AKURAT.CO, Pelatih Kepala Tunggal Putri Pelatnas PBSI, Imam Tohari, memberikan gambaran terbaru mengenai kondisi dan evaluasi para pemainnya jelang memasuki musim kompetisi 2026.
Dari Gregoria Mariska Tunjung yang berhasil menembus final Kumamoto Masters hingga perkembangan Ni Kadek Dinda Amartya Pratiwi dan proses pemulihan Ester Nurumi Tri Wardoyo, semuanya kini tengah dipantau ketat.
Imam Thohari tidak menampik bahwa penampilan Gregoria di Kumamoto menunjukkan adanya peningkatan.
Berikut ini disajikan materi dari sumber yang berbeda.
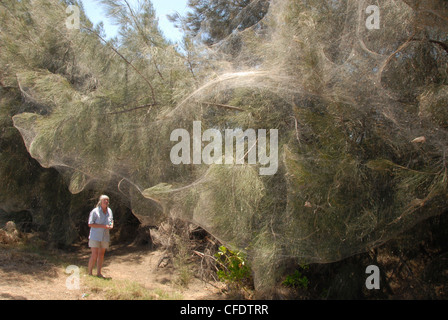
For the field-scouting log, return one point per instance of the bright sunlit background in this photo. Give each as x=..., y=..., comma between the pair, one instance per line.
x=162, y=7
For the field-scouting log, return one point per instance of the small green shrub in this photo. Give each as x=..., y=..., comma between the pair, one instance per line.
x=234, y=268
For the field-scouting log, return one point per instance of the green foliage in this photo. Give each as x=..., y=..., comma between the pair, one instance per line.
x=234, y=268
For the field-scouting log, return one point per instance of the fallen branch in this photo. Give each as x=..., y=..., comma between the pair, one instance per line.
x=226, y=106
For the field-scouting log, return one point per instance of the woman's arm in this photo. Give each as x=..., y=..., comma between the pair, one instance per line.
x=94, y=225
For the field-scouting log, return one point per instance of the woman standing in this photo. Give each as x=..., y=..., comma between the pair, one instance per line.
x=100, y=222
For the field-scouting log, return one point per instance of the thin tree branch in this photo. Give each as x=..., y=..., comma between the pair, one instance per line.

Meski begitu, ia menyebut sang pebulutangkis belum sepenuhnya kembali ke kondisi optimal.
“Untuk Grego (sapaan Gregoria), saya belum bisa bilang 100 persen pulih. Tapi dia punya skill, insting, dan feeling yang luar biasa. Itu yang bikin dia bisa masuk final," ujar Imam di Pelatnas PBSI Cipayung, Jakarta, Rabu (26/11).
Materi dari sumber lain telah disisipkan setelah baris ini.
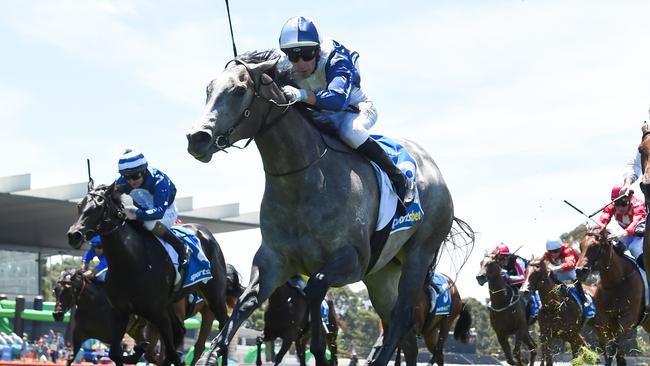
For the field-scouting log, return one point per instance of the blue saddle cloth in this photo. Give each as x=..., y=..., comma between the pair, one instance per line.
x=404, y=161
x=198, y=266
x=443, y=302
x=588, y=312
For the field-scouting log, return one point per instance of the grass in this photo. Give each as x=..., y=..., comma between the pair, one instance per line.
x=586, y=357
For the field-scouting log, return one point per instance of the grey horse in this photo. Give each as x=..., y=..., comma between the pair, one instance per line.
x=319, y=209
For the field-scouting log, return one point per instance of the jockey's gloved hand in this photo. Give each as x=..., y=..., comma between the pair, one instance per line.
x=295, y=94
x=130, y=213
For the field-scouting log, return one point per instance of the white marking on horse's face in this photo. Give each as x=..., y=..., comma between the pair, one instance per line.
x=228, y=95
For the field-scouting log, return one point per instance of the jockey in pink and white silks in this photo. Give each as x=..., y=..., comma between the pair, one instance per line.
x=327, y=76
x=153, y=195
x=630, y=214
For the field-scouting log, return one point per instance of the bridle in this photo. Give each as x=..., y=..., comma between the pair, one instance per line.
x=601, y=250
x=109, y=222
x=222, y=142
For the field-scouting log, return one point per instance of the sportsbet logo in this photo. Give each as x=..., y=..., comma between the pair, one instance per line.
x=408, y=219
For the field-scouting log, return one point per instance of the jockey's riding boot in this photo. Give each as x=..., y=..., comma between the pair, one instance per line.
x=581, y=293
x=639, y=262
x=162, y=231
x=404, y=187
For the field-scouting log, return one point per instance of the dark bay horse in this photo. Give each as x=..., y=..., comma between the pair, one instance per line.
x=434, y=329
x=141, y=276
x=508, y=315
x=287, y=317
x=320, y=206
x=618, y=295
x=560, y=315
x=89, y=318
x=644, y=150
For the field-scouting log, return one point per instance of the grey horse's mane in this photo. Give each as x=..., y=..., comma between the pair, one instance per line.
x=281, y=73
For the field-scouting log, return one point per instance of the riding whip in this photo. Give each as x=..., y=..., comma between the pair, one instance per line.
x=585, y=215
x=91, y=182
x=232, y=36
x=609, y=203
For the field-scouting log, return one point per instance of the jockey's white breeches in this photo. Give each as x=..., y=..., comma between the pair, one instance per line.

Ia menambahkan, secara fisik Gregoria memang belum berada di level terbaiknya. Namun, jalannya pertandingan juga sempat memberinya keuntungan.
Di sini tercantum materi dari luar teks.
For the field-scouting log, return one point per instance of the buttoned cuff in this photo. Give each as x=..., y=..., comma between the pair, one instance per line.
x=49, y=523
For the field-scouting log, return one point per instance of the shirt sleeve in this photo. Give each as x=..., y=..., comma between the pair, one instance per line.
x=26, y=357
"Di game kedua (babak 16 besar) itu dia sempat ketinggalan sampai 1–13. Tapi kemauan menangnya kuat, itu bisa meng-cover kekurangan kondisinya," kata Imam
Sementara, pebulutangkis tunggal putri Indonesia lainnya, Ni Kadek Dinda Amartya Pratiwi, disebut mengalami perkembangan menjanjikan dan kini bakal didorong naik ke level turnamen yang lebih tinggi.
"Dinda tahun depan harus bisa main konsisten di level Super 300 sampai 500. Tahun lalu dia sudah juara Super 100 di Surabaya. Di Korea dia semifinal," kata Imam.
Ia berharap Dinda semakin memahami kebutuhan permainannya agar bisa lebih cepat naik kelas dan menjadi pelapis kuat bagi Gregoria ataupun Putri Kusuma Wardani.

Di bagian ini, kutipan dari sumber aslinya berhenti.